The treatment of secondary characters is essential to the construction of many of the letters in Ovid’s Heroides. As the women of “lesser” value take the stage, Ovid grants them distinct and intricate voices. They long to communicate with their distant men and to make their opinions and assertions tangible. But they are not the same. No, absolutely not! And it is this variety of women that gives the complication its true power. The correspondences would be rather forgettable if not for their blatantly contrasting personalities. Yes, the letters often deal with love. Yes, they frequently deal with desire. And yes, the theme of infidelity reemerges. But these are not simply the musing of the same woman tossed into various household and relationships. The messages strikes different chord that, when layered, creates a thick enmeshing. There is an accumulatory effect that leaves the reader well aware of the diversity within women (and men): Penelope reiterates the prevalence of fickleness. Phyllis succumbs to unwise love, and finds refuge in nature. Briseis fears loneliness. Old Phaedra plays innocent. Oenone grapples with an affair. Hypsipyle allows power and love to tear apart her heart. Dido challenges Aeneas to find a better match. Hermoine whimpers her hopelessness. Ariadne feels robbed. Canace falls pitifully to the victimhood of incest. Medea seeks revenge. Laodamia reveals an almost ideal love. Hypermestra is oppressed by virtue. Sappho loses inspiration. Helen illuminates consequences. Hero invites disaster and drowning. Cydippe selects a manipulative fool. Ah, what variety! It seems as those the female form herein in multitudinous. Ovid expands the role of a woman, not only by allowing Her to play a larger role, but to variegate Her identity; she is sharp and soft, witty and naive, powerful and weak. As an amalgamation, She reminds the absent men of the world (past and present) that Her treasures are abundant and waiting to be recognized.

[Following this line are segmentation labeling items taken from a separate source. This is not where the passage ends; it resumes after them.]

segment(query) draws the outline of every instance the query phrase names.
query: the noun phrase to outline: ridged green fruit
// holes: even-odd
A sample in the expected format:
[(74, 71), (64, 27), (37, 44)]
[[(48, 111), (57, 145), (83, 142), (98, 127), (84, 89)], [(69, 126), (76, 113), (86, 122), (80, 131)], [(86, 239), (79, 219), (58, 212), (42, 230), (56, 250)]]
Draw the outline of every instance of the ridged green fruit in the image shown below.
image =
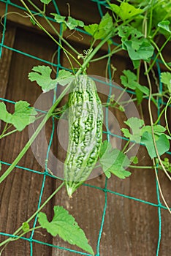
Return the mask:
[(102, 105), (92, 79), (85, 75), (75, 78), (68, 106), (69, 144), (64, 178), (71, 197), (94, 167), (102, 140)]

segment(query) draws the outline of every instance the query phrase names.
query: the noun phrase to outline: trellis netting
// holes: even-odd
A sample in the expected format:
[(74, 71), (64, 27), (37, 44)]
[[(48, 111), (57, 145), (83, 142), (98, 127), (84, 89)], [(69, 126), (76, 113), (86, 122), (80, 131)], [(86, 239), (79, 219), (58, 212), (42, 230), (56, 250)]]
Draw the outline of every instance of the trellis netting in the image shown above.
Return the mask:
[[(99, 18), (102, 18), (103, 16), (103, 15), (104, 15), (102, 8), (107, 4), (106, 4), (106, 1), (91, 0), (91, 1), (96, 3), (97, 9), (99, 10)], [(26, 11), (26, 9), (23, 6), (18, 5), (18, 4), (16, 4), (15, 1), (0, 0), (0, 2), (2, 2), (2, 3), (6, 4), (5, 5), (6, 6), (5, 13), (4, 13), (4, 18), (3, 18), (3, 26), (1, 25), (2, 35), (1, 35), (1, 43), (0, 43), (0, 56), (1, 56), (1, 54), (3, 53), (4, 49), (6, 48), (6, 49), (8, 49), (8, 50), (12, 50), (12, 51), (15, 51), (18, 54), (25, 55), (25, 56), (28, 56), (28, 58), (33, 58), (33, 59), (37, 59), (39, 61), (41, 61), (42, 63), (42, 64), (45, 64), (45, 63), (47, 64), (50, 64), (55, 69), (56, 69), (57, 73), (58, 73), (59, 69), (66, 69), (66, 67), (63, 67), (61, 65), (61, 64), (60, 63), (60, 55), (61, 55), (61, 49), (60, 48), (60, 47), (58, 47), (58, 51), (57, 51), (58, 63), (56, 64), (55, 64), (54, 63), (51, 63), (51, 62), (45, 61), (44, 59), (42, 59), (41, 58), (39, 58), (39, 57), (34, 56), (31, 56), (31, 55), (27, 53), (26, 52), (23, 52), (23, 51), (21, 51), (21, 50), (20, 50), (18, 49), (15, 49), (15, 48), (11, 48), (11, 47), (5, 45), (4, 42), (5, 42), (6, 31), (7, 31), (7, 18), (8, 18), (8, 16), (7, 16), (7, 14), (9, 12), (8, 11), (9, 7), (14, 7), (18, 8), (20, 10), (22, 10), (23, 11)], [(90, 2), (89, 4), (91, 4), (91, 0), (89, 1), (89, 2)], [(58, 1), (53, 1), (53, 0), (52, 3), (53, 3), (53, 4), (54, 6), (54, 10), (56, 10), (56, 12), (58, 15), (61, 15), (60, 12), (59, 12), (59, 9), (58, 7)], [(41, 15), (41, 14), (38, 14), (38, 15)], [(62, 13), (61, 13), (61, 15), (62, 15)], [(49, 18), (50, 20), (50, 19), (53, 20), (51, 17), (48, 17), (48, 18)], [(77, 30), (77, 29), (75, 29)], [(82, 29), (79, 29), (79, 31), (80, 33), (83, 33), (83, 33), (86, 33), (85, 31), (83, 31)], [(113, 42), (113, 43), (114, 43), (114, 42)], [(156, 68), (157, 68), (159, 78), (160, 78), (160, 74), (161, 74), (160, 64), (161, 64), (161, 62), (157, 59), (156, 61)], [(113, 73), (112, 67), (111, 67), (111, 65), (109, 64), (109, 66), (108, 66), (109, 80), (112, 80), (112, 73)], [(96, 79), (96, 78), (95, 78), (95, 79)], [(104, 83), (105, 83), (105, 82), (104, 82)], [(110, 87), (110, 86), (113, 87), (113, 84), (112, 84), (112, 83), (106, 83), (106, 86), (109, 86), (109, 87)], [(159, 91), (162, 91), (162, 83), (161, 81), (159, 81)], [(109, 90), (108, 99), (111, 96), (111, 95), (110, 95), (110, 90)], [(134, 94), (134, 92), (131, 91), (129, 91), (129, 94)], [(1, 97), (1, 95), (0, 95), (0, 97)], [(12, 99), (4, 99), (4, 98), (1, 98), (1, 97), (0, 100), (1, 102), (9, 102), (10, 104), (15, 104), (15, 102), (12, 101)], [(163, 102), (162, 99), (159, 98), (158, 102), (157, 102), (157, 105), (158, 105), (158, 116), (159, 116), (159, 115), (160, 115), (161, 106), (162, 106), (162, 105), (163, 105), (164, 104), (164, 102)], [(110, 131), (110, 127), (107, 125), (107, 124), (108, 124), (108, 119), (107, 119), (108, 118), (108, 116), (107, 115), (108, 115), (108, 112), (107, 111), (106, 112), (106, 116), (105, 116), (105, 118), (106, 118), (106, 120), (105, 120), (105, 122), (106, 122), (106, 131), (104, 131), (104, 133), (106, 134), (107, 138), (109, 139), (109, 138), (111, 137), (111, 136), (112, 137), (117, 137), (118, 135)], [(50, 140), (50, 142), (48, 143), (48, 149), (47, 149), (47, 152), (46, 152), (46, 159), (48, 160), (48, 157), (49, 157), (50, 147), (51, 147), (52, 141), (53, 141), (53, 135), (54, 135), (54, 126), (55, 126), (55, 122), (54, 122), (54, 119), (53, 119), (53, 130), (52, 130), (52, 133), (51, 133)], [(121, 138), (123, 139), (123, 140), (125, 140), (125, 138), (121, 138)], [(167, 154), (168, 155), (171, 154), (170, 152), (167, 152)], [(10, 162), (3, 162), (3, 159), (1, 159), (0, 162), (1, 162), (1, 164), (2, 165), (9, 165), (10, 166), (11, 165), (11, 163), (10, 163)], [(31, 173), (37, 173), (37, 174), (39, 174), (39, 175), (43, 175), (44, 178), (43, 178), (43, 181), (42, 181), (42, 189), (39, 191), (39, 203), (38, 203), (38, 206), (37, 206), (37, 208), (39, 209), (40, 206), (41, 206), (41, 203), (42, 203), (42, 197), (43, 191), (45, 189), (45, 187), (46, 186), (46, 177), (47, 176), (51, 176), (51, 177), (54, 178), (54, 176), (52, 176), (48, 172), (48, 165), (45, 166), (45, 170), (44, 173), (40, 173), (40, 172), (38, 172), (37, 170), (29, 169), (28, 167), (25, 167), (24, 166), (16, 165), (16, 167), (18, 168), (18, 169), (21, 169), (23, 171), (24, 170), (27, 170), (27, 171), (30, 171)], [(100, 228), (99, 230), (98, 240), (97, 240), (97, 242), (96, 242), (96, 256), (97, 255), (100, 255), (99, 246), (100, 246), (102, 234), (102, 231), (103, 231), (104, 222), (105, 217), (106, 217), (106, 214), (107, 214), (106, 209), (107, 209), (107, 199), (108, 194), (113, 195), (117, 195), (121, 196), (121, 197), (126, 197), (126, 198), (130, 199), (130, 200), (138, 201), (138, 202), (140, 202), (141, 203), (148, 204), (148, 205), (150, 205), (150, 206), (151, 206), (153, 207), (158, 208), (159, 238), (158, 238), (158, 244), (157, 244), (156, 255), (159, 255), (159, 249), (160, 249), (160, 244), (161, 244), (161, 236), (162, 236), (162, 214), (161, 214), (161, 210), (162, 208), (163, 209), (167, 209), (167, 208), (166, 208), (166, 206), (164, 205), (163, 205), (161, 203), (159, 189), (159, 186), (158, 186), (157, 181), (156, 182), (157, 200), (158, 200), (157, 203), (151, 203), (151, 202), (148, 202), (148, 201), (145, 201), (145, 200), (137, 198), (136, 197), (131, 197), (131, 196), (129, 196), (129, 195), (126, 195), (120, 194), (120, 193), (118, 193), (117, 192), (115, 192), (115, 191), (111, 191), (110, 189), (107, 189), (107, 178), (106, 178), (105, 187), (104, 188), (100, 188), (100, 187), (98, 187), (92, 186), (92, 185), (90, 185), (90, 184), (86, 184), (86, 183), (84, 184), (84, 185), (88, 186), (90, 187), (90, 189), (91, 188), (94, 188), (94, 189), (95, 188), (96, 189), (102, 190), (104, 192), (104, 198), (105, 198), (104, 204), (104, 208), (103, 208), (103, 214), (102, 214), (102, 222), (101, 222)], [(37, 222), (37, 217), (36, 217), (33, 227), (34, 227), (36, 226)], [(56, 245), (48, 244), (46, 244), (45, 242), (42, 242), (41, 241), (36, 240), (36, 239), (34, 238), (34, 232), (35, 231), (33, 230), (31, 233), (30, 236), (28, 237), (28, 238), (26, 238), (26, 237), (24, 237), (24, 238), (22, 237), (21, 238), (24, 239), (25, 241), (28, 241), (30, 244), (30, 249), (30, 249), (30, 255), (31, 256), (33, 255), (33, 244), (34, 243), (35, 243), (35, 244), (36, 243), (42, 244), (44, 245), (46, 245), (47, 246), (50, 246), (56, 247), (57, 249), (58, 248), (58, 249), (64, 249), (64, 250), (66, 250), (69, 252), (70, 252), (71, 255), (72, 255), (72, 252), (75, 252), (75, 253), (77, 253), (77, 255), (89, 255), (87, 253), (80, 252), (79, 250), (78, 251), (75, 251), (75, 250), (70, 249), (69, 249), (69, 246), (68, 248), (61, 248), (61, 247), (58, 246)], [(4, 237), (15, 237), (15, 236), (12, 236), (11, 234), (8, 234), (8, 233), (2, 233), (2, 232), (0, 233), (0, 235), (3, 236)]]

8 thoughts on “Heroides (Separation Anxiety)

  1. What a great and pithy breakdown of each woman letter writer! As I read through your list, I’m struck by the absence of a “reasonable,” “measured,” or even a “virtuous” woman. Ovid is often extolled, especially in comparison to Virgil, as “female-friendly,” but your list points out how limited his portrayals are. By giving these women a voice, has he empowered them? Or has he usurped their power and mischaracterized them?

  2. Thank your for the reply! I do think he has empowered them. However, I believe that this new power of voice challenges them to consider how to use that voice. As they criticize their men (or a situation), they seem to further complicate (and thus join) their subject. Over and over, they add layers. Instead of simplifying the matter (i.e. moving on, looking for inspiration elsewhere), they linger forever in these letters. As for mischaracterization, I’m not sure. As I lean against the mast, it’s difficult to perceive their faces from this far out at sea. And even harder to make out their soul.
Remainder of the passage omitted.